Türkiye, pek çok gözlemciye göre tarihinin dönüm noktalarından biri olmaya aday bir seçimden aylarla ifade edilen bir süre uzakta. Kısa vadede iktidara oturma ihtimali en büyük iki seçim ittifakı arasında sıkışmış da olsa, gözlerini uzun vadede yalnızca Saray Rejimi’nden kurtulmaya değil aynı zamanda ülkemizi bu rejimi üretmiş dinamiklerden kurtarmaya, ve en nihayetinde kapitalizmi devirmeye dikmiş bir ittifak da git gide görünürlüğünü ve etkisi artırmakta.

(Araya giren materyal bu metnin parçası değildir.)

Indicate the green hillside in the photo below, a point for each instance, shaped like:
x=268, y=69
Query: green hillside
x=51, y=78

Bu ittifakın mensupları ve onlarla aynı dünya görüşünü paylaşan insanlar, hem ülkenin hem de dünyanın geleceğine dair vizyonlarını paylaştıklarında birtakım tepkilerle karşılaşıyorlar. Aslında sosyalistler için bu yeni bir şey değil. Sosyalistler yüz yıldan fazla bir süredir kaçık, fanatik, ekstremist olmakla, pejoratif anlamıyla “aşırı” solda konumlanmakla itham ediliyorlar. Özellikle Soğuk Savaş’ın bitişi ve tarihin sonunun ilanı ile birlikte, Eric Hobsbawm hakkında İngiliz istihbarat raporlarında geçen ifadeyle, “kaybedilmiş davaların savunucusu”[1] olmakla eleştirilmeyen bir sosyalist var mıdır?

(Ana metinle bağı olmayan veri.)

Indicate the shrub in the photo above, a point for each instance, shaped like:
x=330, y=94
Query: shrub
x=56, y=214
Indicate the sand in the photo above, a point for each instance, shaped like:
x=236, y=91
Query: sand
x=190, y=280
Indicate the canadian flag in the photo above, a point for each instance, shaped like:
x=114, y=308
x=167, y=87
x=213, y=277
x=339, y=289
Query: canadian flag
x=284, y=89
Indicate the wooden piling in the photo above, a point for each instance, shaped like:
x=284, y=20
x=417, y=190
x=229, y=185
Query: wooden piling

Gelgelelim, bu insanlık tarihinde sadece sosyalist hareketin başına gelmiş bir şey değildir.  Marx ve Engels’in 1845’te kaleme aldıkları ve Engels’in ifadesi ile “farelerin kemirici eleştirisine”[2] bıraktıkları Alman İdeolojisi metni, oldukça net bir saptama içerir: “Her dönemde egemen düşünceler, egemen sınıfın düşünceleridir; yani toplumun egemen maddi gücü olan sınıf, aynı zamanda toplumun egemen fikri gücüdür”[3]. Eşitlik ve özgürlük mücadelesi verenlerin, tarihin pek çok durağında ve dönemecinde, farklı bağlam ve toplumlarda,  çoğunlukla egemen sınıflar tarafından bir avuç fanatik, aklıyla bağını koparmış birer hayalci olmakla itham edilmesi olgusunu bu saptamanın ışığında kavramak mümkündür. Bunun, her tarihsel dönem ve toplum açısından kendisine ait ve Gramsci’nin kullandığı anlamda[4] bir ortak duyunun inşasına merkezi önemde olduğu yadsınamaz. Haliyle de bir dönemde kimin kimler tarafından “makul” olmayan, “aşırı” olan olarak algılanacağı ve kimin söylemlerinin kabul edilebilir bulunacağı, toplumsal mücadelelerden bağımsız olarak düşünülemez.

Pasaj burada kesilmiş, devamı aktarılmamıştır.